Address all correspondence to Elizabeth Loder, MD, FACP, the Department of Medicine, 125 Nashua Street, Boston, MA 02114.

Abstract

Background.—No information exists regarding the contribution of patient-related telephone calls to the burden of headache practice.

Objective.—To identify the nature and volume of patient-related telephone calls to a specialty headache practice over a 1-month period.

Design and Methods.—The characteristics of all patient-related calls to a single headache practitioner occurring during July 2001 were documented. Information was obtained on the caller, reason for call, length of call, timing and day of call, stated importance of call, patient's principal headache diagnosis, and principal comorbid psychiatric disorder, if any.

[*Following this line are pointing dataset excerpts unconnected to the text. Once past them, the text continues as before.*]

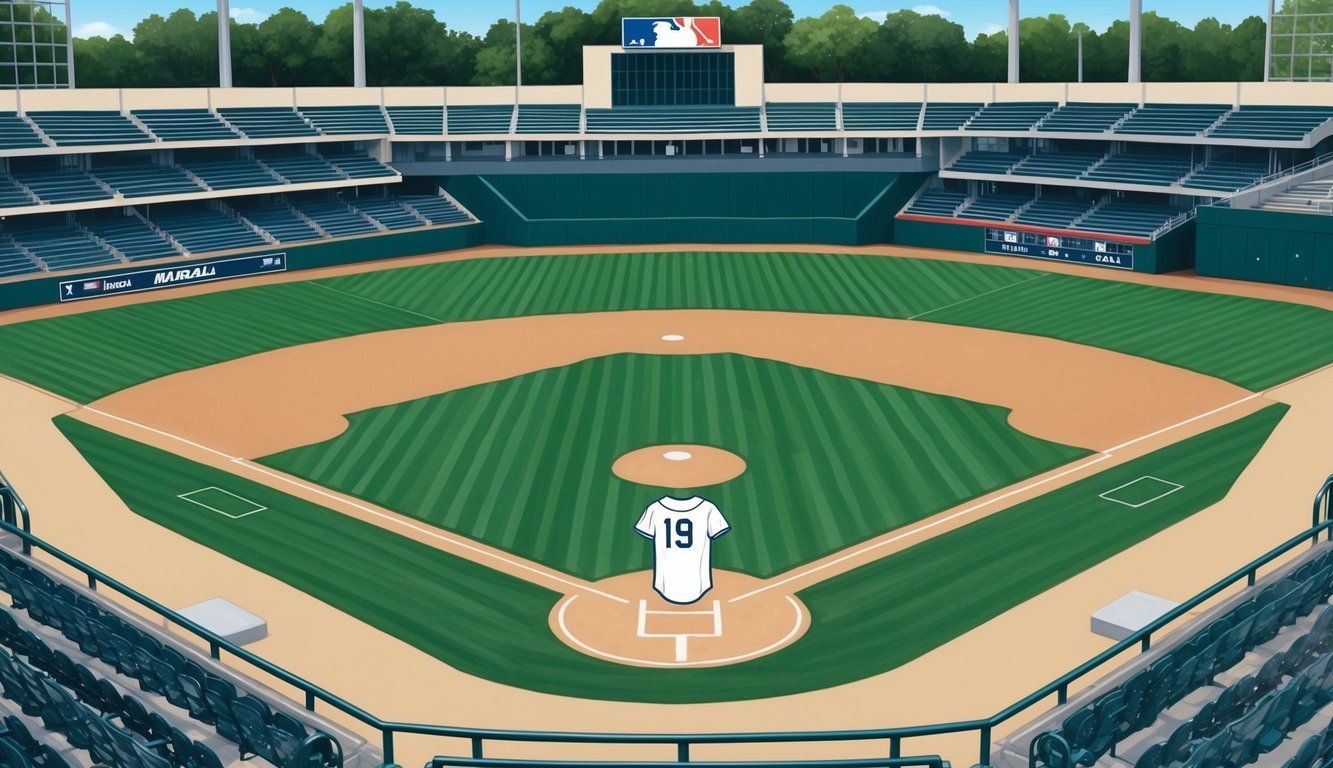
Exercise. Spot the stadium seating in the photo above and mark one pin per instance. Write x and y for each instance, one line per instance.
(436, 210)
(480, 119)
(88, 128)
(1011, 116)
(948, 116)
(983, 162)
(301, 168)
(937, 203)
(12, 195)
(132, 238)
(145, 179)
(268, 122)
(88, 679)
(820, 116)
(1053, 211)
(881, 116)
(17, 135)
(1056, 164)
(184, 124)
(359, 166)
(231, 174)
(1173, 119)
(416, 120)
(995, 207)
(548, 118)
(1308, 198)
(679, 120)
(63, 186)
(388, 212)
(280, 222)
(1252, 687)
(343, 120)
(12, 260)
(335, 218)
(1140, 168)
(63, 247)
(201, 230)
(1085, 118)
(1272, 123)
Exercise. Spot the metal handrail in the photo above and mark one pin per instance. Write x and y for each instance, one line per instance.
(683, 742)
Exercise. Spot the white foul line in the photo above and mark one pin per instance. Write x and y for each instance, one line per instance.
(1096, 459)
(456, 542)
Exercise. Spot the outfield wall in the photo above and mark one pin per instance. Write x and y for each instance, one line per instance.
(833, 208)
(1265, 247)
(35, 291)
(1168, 254)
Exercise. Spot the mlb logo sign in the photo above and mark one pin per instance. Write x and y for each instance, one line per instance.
(671, 32)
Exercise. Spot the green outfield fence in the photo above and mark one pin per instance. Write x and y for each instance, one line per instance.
(479, 738)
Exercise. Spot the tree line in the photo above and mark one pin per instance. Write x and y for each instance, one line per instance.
(409, 46)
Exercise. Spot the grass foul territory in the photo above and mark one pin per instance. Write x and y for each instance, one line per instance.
(524, 464)
(95, 354)
(867, 622)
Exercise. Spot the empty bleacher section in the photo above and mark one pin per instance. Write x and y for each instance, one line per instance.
(548, 118)
(1253, 686)
(1085, 118)
(88, 128)
(417, 120)
(1272, 123)
(881, 116)
(268, 122)
(820, 116)
(343, 120)
(203, 230)
(15, 134)
(1173, 119)
(184, 124)
(948, 116)
(480, 119)
(675, 120)
(1011, 116)
(132, 238)
(145, 179)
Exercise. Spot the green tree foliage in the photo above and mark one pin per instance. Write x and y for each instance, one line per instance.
(409, 46)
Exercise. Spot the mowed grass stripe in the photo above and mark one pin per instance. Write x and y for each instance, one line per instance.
(865, 622)
(1248, 342)
(831, 460)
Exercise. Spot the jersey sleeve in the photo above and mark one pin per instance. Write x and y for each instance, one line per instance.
(716, 523)
(647, 526)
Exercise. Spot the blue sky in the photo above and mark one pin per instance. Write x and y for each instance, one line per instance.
(976, 16)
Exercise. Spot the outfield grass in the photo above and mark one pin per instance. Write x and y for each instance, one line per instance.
(865, 622)
(1243, 340)
(524, 464)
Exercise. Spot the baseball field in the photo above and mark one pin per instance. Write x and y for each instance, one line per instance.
(927, 444)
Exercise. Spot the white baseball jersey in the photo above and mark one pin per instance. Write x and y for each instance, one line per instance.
(683, 532)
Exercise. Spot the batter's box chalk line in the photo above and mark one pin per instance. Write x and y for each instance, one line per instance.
(256, 506)
(1171, 488)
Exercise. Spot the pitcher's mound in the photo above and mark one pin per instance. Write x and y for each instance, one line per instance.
(727, 626)
(679, 466)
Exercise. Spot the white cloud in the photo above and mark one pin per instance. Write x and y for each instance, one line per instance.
(932, 11)
(247, 15)
(96, 30)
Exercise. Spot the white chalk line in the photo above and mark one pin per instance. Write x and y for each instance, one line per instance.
(787, 639)
(453, 540)
(1096, 459)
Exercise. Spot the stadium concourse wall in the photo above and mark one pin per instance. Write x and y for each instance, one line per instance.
(1265, 246)
(831, 208)
(35, 291)
(1171, 252)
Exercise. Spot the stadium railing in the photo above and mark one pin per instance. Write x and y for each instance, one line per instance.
(479, 738)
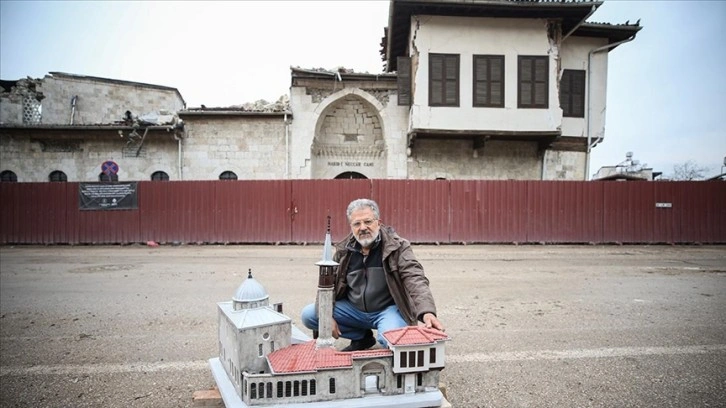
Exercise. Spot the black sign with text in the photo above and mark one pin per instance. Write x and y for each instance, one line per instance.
(107, 196)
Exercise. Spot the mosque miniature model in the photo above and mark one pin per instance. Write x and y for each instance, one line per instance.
(264, 360)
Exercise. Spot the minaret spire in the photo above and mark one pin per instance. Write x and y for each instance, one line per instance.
(326, 288)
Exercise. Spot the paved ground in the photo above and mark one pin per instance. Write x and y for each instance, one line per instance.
(532, 326)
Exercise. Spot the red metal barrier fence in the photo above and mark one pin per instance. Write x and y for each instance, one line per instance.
(423, 211)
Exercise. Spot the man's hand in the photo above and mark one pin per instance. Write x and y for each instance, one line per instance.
(336, 331)
(430, 321)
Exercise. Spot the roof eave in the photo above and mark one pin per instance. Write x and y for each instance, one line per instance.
(401, 11)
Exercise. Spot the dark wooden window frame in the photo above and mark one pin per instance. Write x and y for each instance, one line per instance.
(572, 93)
(447, 80)
(488, 81)
(405, 96)
(8, 176)
(57, 176)
(532, 81)
(159, 176)
(228, 175)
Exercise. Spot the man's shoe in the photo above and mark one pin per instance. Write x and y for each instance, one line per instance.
(365, 343)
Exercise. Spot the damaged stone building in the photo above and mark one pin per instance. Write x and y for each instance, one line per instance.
(470, 90)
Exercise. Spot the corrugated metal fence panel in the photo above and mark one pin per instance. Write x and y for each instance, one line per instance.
(32, 213)
(628, 211)
(314, 200)
(564, 211)
(252, 211)
(488, 211)
(177, 211)
(701, 212)
(666, 226)
(422, 211)
(418, 210)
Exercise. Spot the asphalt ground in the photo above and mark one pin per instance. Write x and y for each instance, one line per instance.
(531, 326)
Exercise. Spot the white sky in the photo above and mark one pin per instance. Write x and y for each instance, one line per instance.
(665, 89)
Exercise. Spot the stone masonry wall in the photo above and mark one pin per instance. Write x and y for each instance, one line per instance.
(33, 156)
(98, 102)
(251, 147)
(454, 159)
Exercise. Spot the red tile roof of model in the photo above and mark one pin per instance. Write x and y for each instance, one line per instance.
(305, 357)
(412, 335)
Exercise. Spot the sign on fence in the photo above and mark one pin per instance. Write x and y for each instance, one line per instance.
(107, 196)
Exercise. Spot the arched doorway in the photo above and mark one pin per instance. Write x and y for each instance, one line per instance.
(350, 175)
(349, 140)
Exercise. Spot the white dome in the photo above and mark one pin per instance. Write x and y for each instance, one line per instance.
(250, 291)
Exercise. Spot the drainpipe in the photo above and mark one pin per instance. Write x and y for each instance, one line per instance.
(569, 33)
(588, 121)
(73, 107)
(287, 147)
(179, 155)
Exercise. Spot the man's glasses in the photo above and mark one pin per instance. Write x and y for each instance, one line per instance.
(358, 224)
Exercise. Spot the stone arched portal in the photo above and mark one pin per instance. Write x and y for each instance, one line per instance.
(348, 139)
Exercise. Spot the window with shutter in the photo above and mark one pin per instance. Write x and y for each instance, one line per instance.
(572, 93)
(404, 81)
(533, 82)
(443, 80)
(489, 81)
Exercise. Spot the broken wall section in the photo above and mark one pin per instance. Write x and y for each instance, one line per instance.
(67, 99)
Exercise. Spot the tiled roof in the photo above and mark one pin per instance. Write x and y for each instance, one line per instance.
(305, 357)
(411, 335)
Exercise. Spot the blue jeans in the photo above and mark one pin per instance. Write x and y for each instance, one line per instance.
(353, 323)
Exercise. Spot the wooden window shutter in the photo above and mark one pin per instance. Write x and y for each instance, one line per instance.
(452, 80)
(488, 80)
(436, 83)
(404, 81)
(572, 93)
(443, 80)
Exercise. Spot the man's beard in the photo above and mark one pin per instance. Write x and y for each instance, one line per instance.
(367, 242)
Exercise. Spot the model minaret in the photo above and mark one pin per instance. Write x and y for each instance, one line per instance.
(326, 284)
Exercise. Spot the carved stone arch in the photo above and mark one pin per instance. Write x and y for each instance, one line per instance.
(349, 136)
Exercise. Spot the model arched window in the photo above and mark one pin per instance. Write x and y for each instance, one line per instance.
(107, 178)
(228, 175)
(159, 176)
(8, 175)
(57, 175)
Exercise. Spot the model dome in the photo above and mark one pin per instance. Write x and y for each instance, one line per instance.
(250, 294)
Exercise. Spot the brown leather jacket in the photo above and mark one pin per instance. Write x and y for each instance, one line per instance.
(407, 283)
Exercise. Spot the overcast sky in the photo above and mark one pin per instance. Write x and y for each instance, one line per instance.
(665, 89)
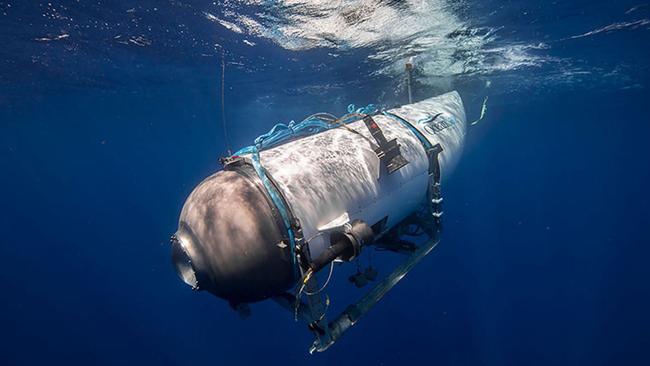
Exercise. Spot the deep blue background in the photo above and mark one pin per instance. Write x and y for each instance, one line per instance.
(544, 257)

Results.—One hundred sixty-five outpatient headache-related calls were received in July 2001, 3.17 for every hour of headache clinic scheduled. A total of 65% of all calls was generated by just 36% of callers. Of the 32 patients who placed more than one call during the study period, 50% had chronic daily headache, 53% had a personality disorder, and 38% had both. Twenty-seven percent of all calls were placed by someone other than the patient, 58% involved requests for medication refills, and 17% reported a new symptom or medication side effect. Over half of all calls were placed on Mondays and Tuesdays. Relatively few occurred outside work hours; 18% of calls characterized as “emergency” and 36% of calls characterized as urgent involved requests for controlled substances. Most of these calls were placed by patients with personality disorders. None of the 11 calls characterized as emergency calls was judged so by the physician; only 19% of the urgent calls were judged so by the physician.

Conclusions.—Telephone calls contribute substantially to the burden of caring for patients in a specialty headache practice. Patients with chronic daily headache and personality disorders contribute disproportionately to this telephone burden. Efforts to identify such patients at presentation and educate them regarding appropriate telephone use seem to be warranted.